# Doc Chapél In England



## Doc (Apr 11, 2004)

Doc Chapél will be in London from July 23rd through the 28th, and conducting a two day lecture in London England on Saturday and Sunday, July 24th & 25th. Come and have your SubLevel Four Kenpo questions answered in person and physically. For futher information contact Kevin Mills of the British Kenpo Karate Union at: SPIRE0951@aol.com


----------



## Dominic Jones (Apr 11, 2004)

Hi Dr Chapél 

Looking forward to learning from you.

Regards
Dominic:asian:


----------



## Kenpomachine (Apr 11, 2004)

Doc said:
			
		

> Doc Chapél will be in London from July 23rd through the 28th, and conducting a two day lecture in London England on Saturday and Sunday, July 24th & 25th. Come and have your SubLevel Four Kenpo questions answered in person and physically.
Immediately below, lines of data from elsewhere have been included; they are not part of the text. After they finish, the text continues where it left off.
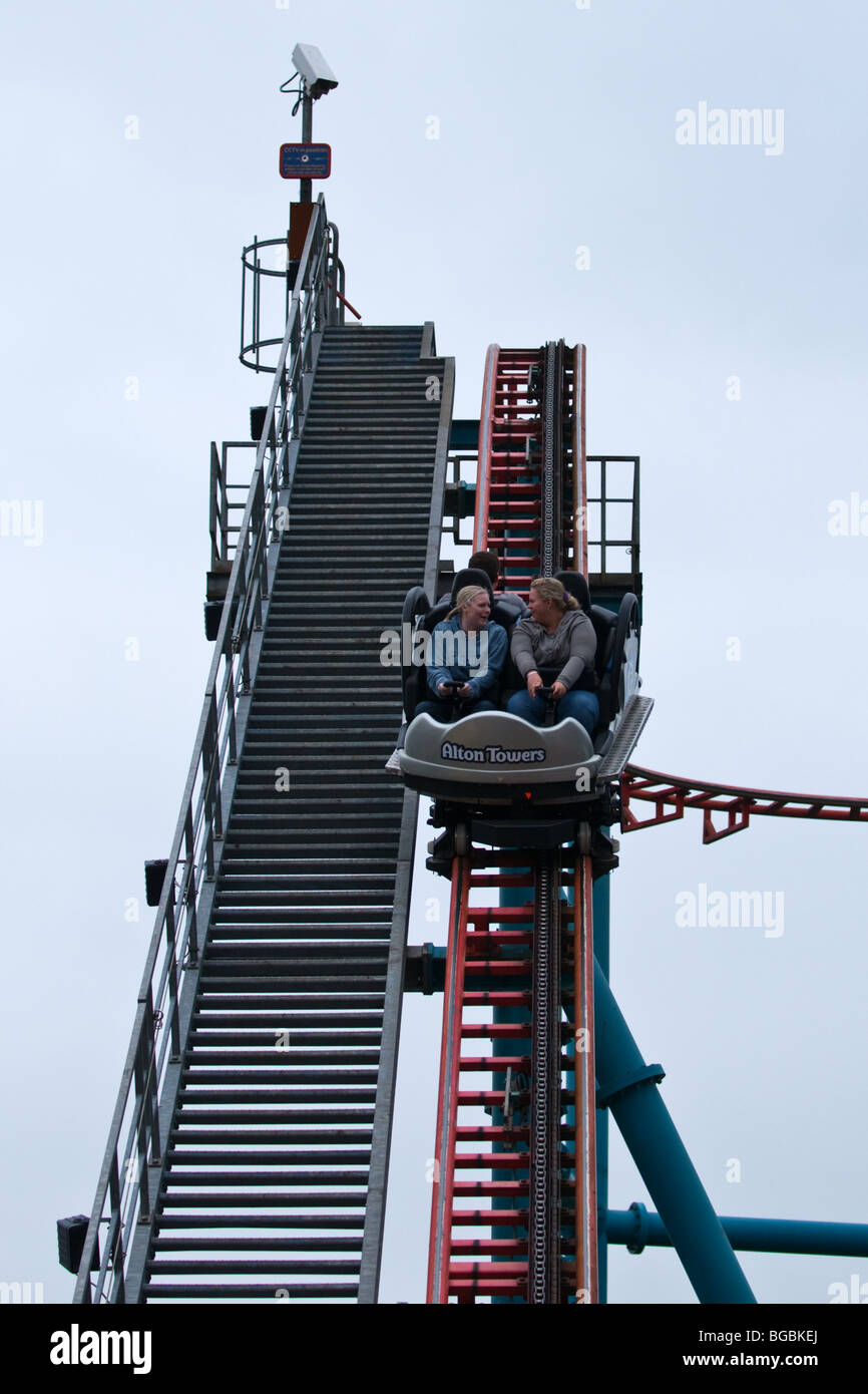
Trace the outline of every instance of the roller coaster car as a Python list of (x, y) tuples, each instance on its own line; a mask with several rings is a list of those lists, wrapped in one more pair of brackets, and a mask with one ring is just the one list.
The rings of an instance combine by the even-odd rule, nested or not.
[[(577, 572), (559, 572), (557, 580), (575, 595), (596, 631), (594, 675), (587, 686), (599, 698), (599, 722), (589, 736), (571, 717), (532, 726), (507, 711), (481, 711), (456, 719), (435, 721), (426, 712), (412, 717), (418, 703), (432, 694), (426, 669), (419, 661), (419, 631), (431, 633), (454, 605), (463, 585), (485, 585), (492, 595), (492, 620), (511, 638), (521, 619), (517, 606), (496, 598), (483, 572), (465, 569), (456, 574), (451, 595), (431, 605), (421, 585), (414, 585), (404, 599), (403, 634), (414, 641), (404, 644), (404, 711), (410, 725), (404, 732), (398, 764), (404, 782), (433, 799), (472, 803), (478, 807), (510, 806), (516, 811), (528, 806), (577, 804), (596, 800), (620, 775), (651, 711), (651, 698), (640, 697), (640, 605), (631, 592), (624, 595), (617, 613), (591, 604), (588, 583)], [(415, 662), (412, 661), (415, 658)], [(557, 677), (557, 669), (541, 669), (543, 683)], [(513, 691), (524, 682), (511, 657), (507, 657), (493, 700), (506, 707)]]

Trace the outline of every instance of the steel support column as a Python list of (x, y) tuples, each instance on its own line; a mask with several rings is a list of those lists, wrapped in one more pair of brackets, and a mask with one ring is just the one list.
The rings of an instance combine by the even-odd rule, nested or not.
[(595, 969), (596, 1078), (699, 1302), (751, 1303), (723, 1227), (687, 1154), (599, 965)]

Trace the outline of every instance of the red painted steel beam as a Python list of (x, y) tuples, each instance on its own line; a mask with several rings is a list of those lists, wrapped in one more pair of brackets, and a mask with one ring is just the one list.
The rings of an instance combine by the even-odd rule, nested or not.
[(573, 887), (575, 981), (577, 1295), (599, 1302), (596, 1262), (596, 1071), (594, 1058), (594, 866), (577, 856)]
[(470, 871), (470, 863), (465, 857), (454, 859), (449, 910), (446, 984), (443, 993), (443, 1037), (440, 1043), (440, 1090), (437, 1096), (433, 1195), (431, 1202), (428, 1302), (446, 1302), (449, 1296), (449, 1246), (451, 1242), (458, 1069), (461, 1065), (464, 937), (467, 934)]
[[(640, 818), (631, 803), (652, 803), (655, 811)], [(719, 842), (750, 827), (754, 814), (776, 818), (822, 818), (833, 822), (868, 822), (868, 799), (837, 795), (783, 793), (777, 789), (740, 789), (734, 785), (679, 779), (673, 775), (627, 765), (621, 775), (623, 831), (637, 832), (684, 817), (685, 809), (702, 810), (702, 842)], [(666, 811), (672, 810), (672, 811)], [(726, 817), (716, 827), (713, 814)]]

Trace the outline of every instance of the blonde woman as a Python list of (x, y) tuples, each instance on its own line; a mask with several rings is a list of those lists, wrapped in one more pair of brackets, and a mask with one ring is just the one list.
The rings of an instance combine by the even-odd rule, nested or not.
[(599, 721), (599, 701), (591, 689), (596, 684), (594, 659), (596, 633), (589, 618), (561, 581), (538, 576), (531, 583), (529, 618), (513, 630), (513, 659), (525, 682), (525, 691), (516, 693), (507, 711), (542, 726), (546, 704), (536, 696), (545, 683), (541, 668), (557, 671), (552, 694), (557, 701), (557, 719), (574, 717), (589, 735)]
[(460, 683), (456, 697), (461, 715), (493, 711), (490, 694), (506, 662), (506, 630), (489, 619), (492, 602), (483, 585), (463, 585), (444, 620), (435, 626), (429, 641), (429, 701), (421, 701), (414, 717), (426, 711), (435, 721), (454, 721), (449, 689)]

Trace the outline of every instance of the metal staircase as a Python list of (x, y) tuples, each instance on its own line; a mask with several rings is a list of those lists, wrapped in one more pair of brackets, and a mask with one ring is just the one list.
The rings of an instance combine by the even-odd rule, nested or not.
[(344, 326), (320, 199), (75, 1302), (375, 1302), (417, 796), (383, 629), (433, 587), (453, 361)]
[(394, 1065), (382, 1036), (405, 811), (383, 771), (400, 684), (380, 633), (425, 570), (440, 422), (426, 390), (444, 371), (419, 358), (421, 340), (422, 329), (330, 328), (319, 351), (149, 1302), (359, 1295), (378, 1075)]

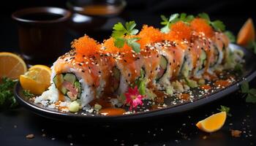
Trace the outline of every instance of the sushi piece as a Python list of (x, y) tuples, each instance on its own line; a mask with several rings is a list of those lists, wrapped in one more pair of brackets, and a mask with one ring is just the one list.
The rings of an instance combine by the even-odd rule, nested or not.
[[(35, 102), (76, 101), (80, 108), (108, 104), (135, 86), (142, 96), (157, 99), (195, 88), (200, 80), (214, 80), (224, 69), (230, 50), (223, 33), (201, 18), (177, 21), (170, 28), (162, 33), (144, 26), (138, 34), (120, 36), (120, 48), (113, 36), (101, 45), (88, 36), (75, 40), (73, 50), (53, 64), (52, 85)], [(140, 52), (130, 45), (135, 40)]]

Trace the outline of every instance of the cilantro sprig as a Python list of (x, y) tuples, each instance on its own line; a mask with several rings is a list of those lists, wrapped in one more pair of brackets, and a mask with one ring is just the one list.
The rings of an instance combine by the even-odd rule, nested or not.
[(171, 15), (169, 18), (166, 18), (165, 15), (161, 15), (161, 18), (162, 20), (161, 24), (165, 26), (161, 28), (161, 31), (167, 34), (170, 31), (170, 26), (172, 24), (180, 20), (185, 23), (188, 23), (192, 21), (195, 17), (192, 15), (187, 15), (186, 13), (181, 13), (181, 15), (175, 13)]
[(256, 103), (256, 89), (249, 88), (248, 82), (244, 82), (241, 85), (241, 91), (244, 93), (246, 97), (246, 102)]
[(140, 45), (137, 42), (140, 39), (139, 37), (125, 38), (125, 36), (131, 36), (137, 34), (139, 31), (135, 28), (136, 23), (135, 21), (127, 22), (124, 26), (121, 23), (118, 23), (113, 27), (112, 37), (115, 39), (115, 46), (121, 48), (124, 44), (130, 46), (132, 50), (139, 53), (140, 51)]
[(225, 112), (227, 113), (227, 115), (231, 117), (232, 115), (230, 113), (230, 108), (228, 107), (225, 107), (223, 105), (220, 106), (220, 109), (217, 109), (217, 110), (220, 111), (220, 112)]
[(247, 47), (248, 48), (252, 49), (253, 53), (256, 54), (256, 41), (251, 41)]
[(208, 23), (210, 24), (216, 31), (224, 31), (225, 30), (226, 26), (222, 21), (219, 20), (211, 21), (210, 17), (205, 12), (198, 14), (198, 17), (206, 20)]
[(0, 82), (0, 109), (15, 107), (18, 105), (13, 94), (13, 88), (17, 80), (4, 77)]

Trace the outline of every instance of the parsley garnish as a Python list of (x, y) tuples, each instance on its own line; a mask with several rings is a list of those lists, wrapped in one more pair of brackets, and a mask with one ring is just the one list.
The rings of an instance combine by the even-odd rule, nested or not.
[(31, 97), (34, 97), (34, 95), (33, 93), (30, 93), (29, 91), (23, 91), (23, 94), (28, 99), (30, 99)]
[(13, 88), (17, 80), (4, 77), (0, 84), (0, 108), (15, 107), (18, 105), (13, 94)]
[(195, 17), (191, 15), (187, 15), (186, 13), (181, 13), (181, 15), (176, 13), (171, 15), (169, 17), (169, 19), (167, 18), (165, 15), (161, 15), (161, 18), (162, 20), (161, 24), (165, 26), (163, 28), (161, 28), (161, 31), (167, 34), (170, 31), (170, 26), (172, 24), (180, 20), (188, 24), (188, 23), (192, 21), (195, 18)]
[(230, 39), (230, 42), (236, 42), (236, 36), (234, 36), (234, 34), (231, 31), (225, 31), (224, 32), (224, 34), (226, 34), (226, 36)]
[(208, 14), (203, 12), (198, 14), (198, 17), (207, 20), (208, 23), (210, 24), (216, 31), (224, 31), (225, 29), (225, 26), (220, 20), (211, 21), (210, 17)]
[(225, 107), (225, 106), (223, 106), (223, 105), (221, 105), (220, 106), (220, 109), (217, 109), (219, 111), (221, 111), (221, 112), (225, 112), (227, 113), (227, 115), (231, 117), (232, 115), (230, 113), (230, 107)]
[(124, 38), (124, 36), (131, 36), (137, 34), (139, 31), (135, 29), (136, 23), (135, 21), (129, 21), (125, 23), (125, 26), (121, 23), (118, 23), (113, 27), (112, 37), (115, 39), (115, 46), (121, 48), (124, 43), (127, 43), (132, 50), (139, 53), (140, 51), (140, 45), (137, 42), (140, 38)]
[(241, 91), (246, 96), (246, 102), (256, 103), (256, 89), (249, 88), (248, 82), (244, 82), (241, 85)]
[(256, 54), (256, 42), (255, 41), (251, 41), (248, 45), (248, 48), (252, 49), (255, 54)]

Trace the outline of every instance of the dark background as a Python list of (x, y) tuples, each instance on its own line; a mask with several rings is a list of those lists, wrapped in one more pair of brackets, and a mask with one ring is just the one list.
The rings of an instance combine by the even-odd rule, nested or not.
[[(0, 9), (0, 51), (18, 52), (16, 26), (11, 20), (12, 12), (29, 7), (53, 6), (66, 7), (65, 0), (23, 0), (1, 1)], [(227, 28), (236, 34), (245, 20), (255, 20), (252, 1), (189, 1), (189, 0), (127, 0), (124, 12), (116, 20), (135, 20), (141, 27), (146, 23), (160, 26), (159, 15), (174, 12), (196, 15), (205, 12), (212, 19), (219, 19)], [(116, 22), (112, 22), (116, 23)], [(112, 26), (107, 31), (94, 36), (102, 39), (110, 35)], [(109, 29), (108, 29), (108, 28)], [(87, 33), (69, 31), (66, 47), (75, 38)], [(256, 87), (255, 80), (252, 87)], [(217, 132), (206, 134), (199, 131), (195, 124), (212, 113), (218, 112), (220, 105), (230, 107), (232, 117)], [(175, 116), (154, 118), (150, 120), (125, 123), (70, 123), (39, 117), (18, 107), (0, 111), (0, 145), (254, 145), (256, 127), (255, 104), (246, 103), (238, 92), (216, 102)], [(230, 129), (242, 131), (241, 137), (233, 137)], [(26, 139), (33, 134), (35, 138)], [(45, 134), (45, 137), (42, 134)]]

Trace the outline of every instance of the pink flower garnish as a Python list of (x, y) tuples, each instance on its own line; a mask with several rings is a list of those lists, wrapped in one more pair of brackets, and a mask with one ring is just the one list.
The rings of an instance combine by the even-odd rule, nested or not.
[(127, 104), (129, 104), (129, 110), (132, 110), (132, 108), (137, 108), (138, 105), (143, 104), (141, 100), (144, 96), (140, 94), (137, 85), (134, 89), (129, 88), (128, 93), (125, 93), (124, 95), (127, 98)]

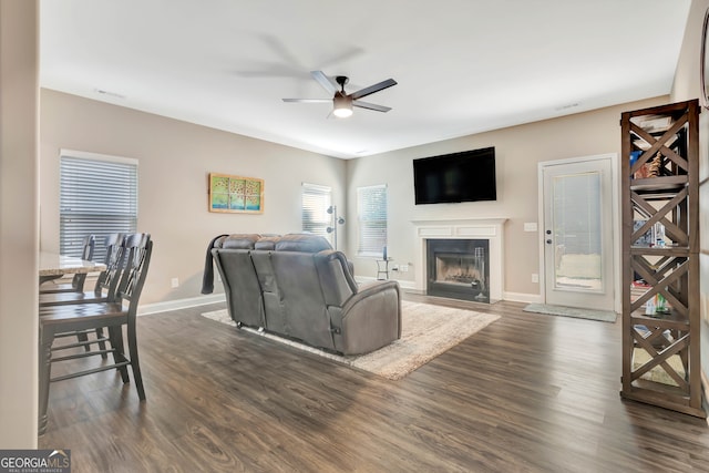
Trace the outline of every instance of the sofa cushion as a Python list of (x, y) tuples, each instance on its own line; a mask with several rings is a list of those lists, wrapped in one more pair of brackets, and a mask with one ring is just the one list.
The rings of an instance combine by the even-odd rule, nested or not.
[(276, 249), (276, 241), (279, 239), (279, 236), (261, 237), (261, 239), (254, 244), (254, 249), (274, 250)]
[(332, 249), (330, 241), (314, 234), (288, 234), (276, 241), (276, 251), (318, 253), (323, 249)]
[(215, 247), (224, 249), (254, 249), (256, 241), (258, 241), (260, 237), (258, 234), (232, 234), (224, 237), (220, 241), (217, 241)]

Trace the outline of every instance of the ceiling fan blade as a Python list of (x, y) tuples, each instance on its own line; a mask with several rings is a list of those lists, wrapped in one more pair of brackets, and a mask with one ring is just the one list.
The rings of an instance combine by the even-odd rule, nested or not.
[(312, 71), (310, 72), (310, 75), (312, 75), (312, 79), (315, 79), (320, 85), (322, 85), (322, 89), (335, 95), (335, 93), (337, 92), (337, 85), (332, 83), (330, 78), (325, 75), (325, 72)]
[(352, 106), (359, 106), (360, 109), (376, 110), (377, 112), (389, 112), (390, 106), (377, 105), (376, 103), (362, 102), (361, 100), (353, 100)]
[(357, 99), (364, 97), (367, 95), (371, 95), (374, 92), (379, 92), (379, 91), (382, 91), (384, 89), (389, 89), (392, 85), (397, 85), (397, 81), (394, 81), (393, 79), (387, 79), (386, 81), (381, 81), (378, 84), (370, 85), (370, 86), (364, 88), (364, 89), (360, 89), (359, 91), (353, 92), (350, 95), (352, 96), (352, 100), (357, 100)]
[(332, 103), (332, 99), (282, 99), (282, 101), (297, 103)]

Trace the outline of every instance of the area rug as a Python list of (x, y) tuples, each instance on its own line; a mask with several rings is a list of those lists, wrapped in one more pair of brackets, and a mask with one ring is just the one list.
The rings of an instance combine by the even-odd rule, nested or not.
[(614, 323), (617, 317), (616, 312), (614, 312), (613, 310), (578, 309), (576, 307), (549, 306), (546, 304), (530, 304), (523, 310), (525, 312), (574, 317), (577, 319), (600, 320), (602, 322), (610, 323)]
[[(205, 312), (202, 316), (236, 326), (226, 309)], [(499, 318), (490, 313), (404, 300), (401, 309), (401, 338), (361, 356), (338, 356), (273, 333), (259, 332), (247, 327), (242, 330), (390, 380), (399, 380)]]

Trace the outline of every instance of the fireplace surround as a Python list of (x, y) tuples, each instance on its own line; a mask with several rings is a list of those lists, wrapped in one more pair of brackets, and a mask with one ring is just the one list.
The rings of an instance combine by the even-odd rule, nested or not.
[[(487, 300), (502, 299), (504, 284), (503, 228), (506, 218), (455, 218), (412, 220), (415, 229), (414, 288), (428, 294), (430, 269), (427, 264), (429, 240), (485, 240), (487, 243)], [(482, 246), (482, 245), (481, 245)], [(474, 248), (474, 246), (473, 246)], [(474, 250), (472, 254), (475, 256)], [(473, 261), (471, 261), (473, 263)], [(471, 281), (472, 284), (473, 281)], [(455, 296), (442, 296), (455, 297)], [(472, 299), (475, 300), (475, 299)]]
[(427, 295), (490, 302), (490, 241), (428, 239)]

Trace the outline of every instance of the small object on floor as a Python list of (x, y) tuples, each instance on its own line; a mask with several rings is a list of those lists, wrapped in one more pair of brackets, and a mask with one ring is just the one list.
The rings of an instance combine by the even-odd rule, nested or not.
[(551, 306), (548, 304), (530, 304), (525, 312), (546, 313), (548, 316), (574, 317), (577, 319), (599, 320), (614, 323), (617, 313), (613, 310), (580, 309), (577, 307)]

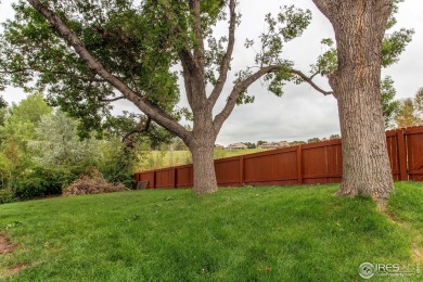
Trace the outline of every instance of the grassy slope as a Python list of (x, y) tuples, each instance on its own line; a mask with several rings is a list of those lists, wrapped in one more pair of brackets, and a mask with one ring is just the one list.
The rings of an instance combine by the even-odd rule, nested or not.
[[(246, 149), (246, 150), (215, 150), (215, 158), (240, 156), (262, 152), (262, 149)], [(171, 157), (170, 155), (174, 154)], [(192, 163), (190, 151), (151, 151), (144, 154), (145, 162), (140, 165), (139, 169), (156, 169)]]
[(423, 184), (398, 184), (389, 213), (401, 223), (336, 189), (155, 190), (1, 205), (0, 232), (18, 247), (1, 255), (0, 269), (26, 264), (16, 281), (354, 281), (361, 262), (412, 261), (411, 246), (423, 246)]

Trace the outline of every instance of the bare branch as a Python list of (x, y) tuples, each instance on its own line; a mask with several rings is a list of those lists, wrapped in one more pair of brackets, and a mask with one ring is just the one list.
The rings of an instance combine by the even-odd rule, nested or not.
[(191, 133), (174, 120), (162, 107), (151, 103), (149, 100), (138, 95), (132, 89), (125, 85), (119, 78), (115, 77), (95, 57), (85, 48), (82, 41), (72, 31), (62, 20), (39, 0), (27, 0), (39, 13), (41, 13), (59, 34), (72, 46), (87, 66), (94, 73), (104, 78), (108, 84), (119, 90), (126, 99), (137, 105), (144, 114), (155, 120), (158, 125), (179, 136), (182, 140), (190, 143)]
[(230, 0), (229, 2), (230, 24), (229, 24), (228, 47), (227, 47), (227, 52), (225, 53), (222, 61), (220, 63), (219, 78), (217, 79), (217, 84), (213, 89), (210, 97), (208, 98), (211, 107), (215, 106), (223, 89), (223, 86), (228, 79), (228, 72), (232, 59), (233, 46), (235, 43), (235, 27), (236, 27), (235, 7), (236, 7), (236, 0)]
[(88, 78), (88, 77), (77, 76), (77, 75), (75, 75), (73, 73), (68, 73), (68, 72), (56, 72), (56, 70), (43, 69), (43, 68), (38, 67), (38, 66), (37, 67), (22, 67), (22, 68), (15, 68), (15, 69), (4, 69), (4, 70), (0, 70), (0, 74), (12, 75), (12, 74), (25, 73), (25, 72), (37, 72), (40, 74), (51, 73), (54, 75), (69, 76), (69, 77), (74, 77), (74, 78), (81, 80), (81, 81), (85, 81), (85, 82), (107, 82), (103, 78), (94, 78), (94, 77)]
[[(257, 81), (260, 77), (265, 76), (266, 74), (274, 73), (280, 69), (282, 69), (283, 66), (281, 65), (270, 65), (265, 66), (258, 69), (253, 75), (248, 76), (244, 80), (240, 81), (235, 85), (235, 87), (232, 89), (232, 92), (230, 93), (227, 104), (225, 105), (223, 110), (216, 115), (215, 120), (213, 121), (215, 131), (218, 132), (223, 125), (225, 120), (229, 117), (229, 115), (232, 113), (238, 98), (241, 95), (242, 92), (244, 92), (253, 82)], [(333, 94), (332, 91), (324, 91), (320, 87), (318, 87), (310, 77), (307, 77), (305, 74), (303, 74), (300, 70), (297, 69), (286, 69), (287, 72), (295, 74), (299, 76), (304, 81), (308, 82), (312, 88), (315, 88), (317, 91), (321, 92), (324, 95)]]
[(317, 91), (319, 91), (320, 93), (322, 93), (323, 95), (333, 95), (333, 91), (325, 91), (323, 89), (321, 89), (319, 86), (317, 86), (313, 81), (312, 81), (312, 78), (315, 77), (315, 75), (312, 75), (311, 77), (308, 77), (306, 76), (303, 72), (300, 70), (297, 70), (297, 69), (290, 69), (290, 72), (294, 75), (297, 75), (299, 76), (304, 81), (306, 81), (307, 84), (309, 84), (312, 88), (315, 88)]
[(150, 125), (151, 125), (151, 118), (148, 117), (146, 120), (145, 120), (145, 123), (141, 123), (141, 121), (140, 121), (140, 123), (137, 125), (137, 127), (136, 127), (132, 131), (126, 133), (126, 134), (123, 137), (121, 142), (125, 143), (125, 141), (126, 141), (129, 137), (131, 137), (131, 136), (133, 136), (133, 134), (136, 134), (136, 133), (141, 134), (141, 133), (146, 132), (146, 131), (149, 130), (149, 128), (150, 128)]
[[(201, 72), (204, 72), (204, 38), (203, 38), (203, 28), (201, 23), (201, 8), (200, 0), (190, 0), (190, 10), (191, 15), (194, 18), (194, 57), (197, 68)], [(203, 74), (204, 76), (204, 74)]]
[(99, 99), (100, 102), (116, 102), (118, 100), (123, 100), (123, 99), (126, 99), (126, 97), (121, 95), (121, 97), (116, 97), (116, 98), (112, 98), (112, 99)]
[(219, 132), (225, 120), (227, 120), (229, 115), (232, 113), (236, 104), (236, 100), (242, 92), (244, 92), (253, 82), (257, 81), (264, 75), (277, 72), (280, 68), (281, 66), (277, 65), (261, 67), (256, 73), (245, 78), (243, 81), (236, 84), (235, 87), (232, 89), (232, 92), (229, 94), (227, 104), (225, 105), (223, 110), (215, 116), (215, 120), (213, 121), (215, 131)]

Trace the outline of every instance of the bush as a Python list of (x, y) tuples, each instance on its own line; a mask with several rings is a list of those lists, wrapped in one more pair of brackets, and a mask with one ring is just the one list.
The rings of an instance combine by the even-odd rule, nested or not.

For futher information contact Kevin Mills of the British Kenpo Karate Union at: SPIRE0951@aol.com


 Nice timing! I saw the news in Kenpo Sweden, but they said the seminar is in June.
It's a pity I can't go. This year is being a bit hectic for me


----------



## Doc (Apr 11, 2004)

Kenpomachine said:
			
		

> Nice timing! I saw the news in Kenpo Sweden, but they said the seminar is in June.
> It's a pity I can't go. This year is being a bit hectic for me



The *JULY* date is correct. Ingmar made a mistake he will correct shortly. Don't worry we'll catch you next time.


----------



## Doc (Apr 11, 2004)

Dominic Jones said:
			
		

> Hi Dr Chapél
> 
> Looking forward to learning from you.
> 
> ...


I look forward to learning as well.


----------



## D.Cobb (Apr 14, 2004)

Ok Doc, if you're going that far, you might as well go a little farther, and end up Downunder!!
I know of at least 1 guy who would come to your seminars. 

--Dave

 :asian:


----------



## Doc (Apr 14, 2004)

D.Cobb said:
			
		

> Ok Doc, if you're going that far, you might as well go a little farther, and end up Downunder!!
> I know of at least 1 guy who would come to your seminars.
> 
> --Dave
> ...


I guess it would be me and you then.


----------



## D.Cobb (Apr 15, 2004)

Doc said:
			
		

> I guess it would be me and you then.



Not that there's anything wrong with that....... 


artyon: 

--Dave


----------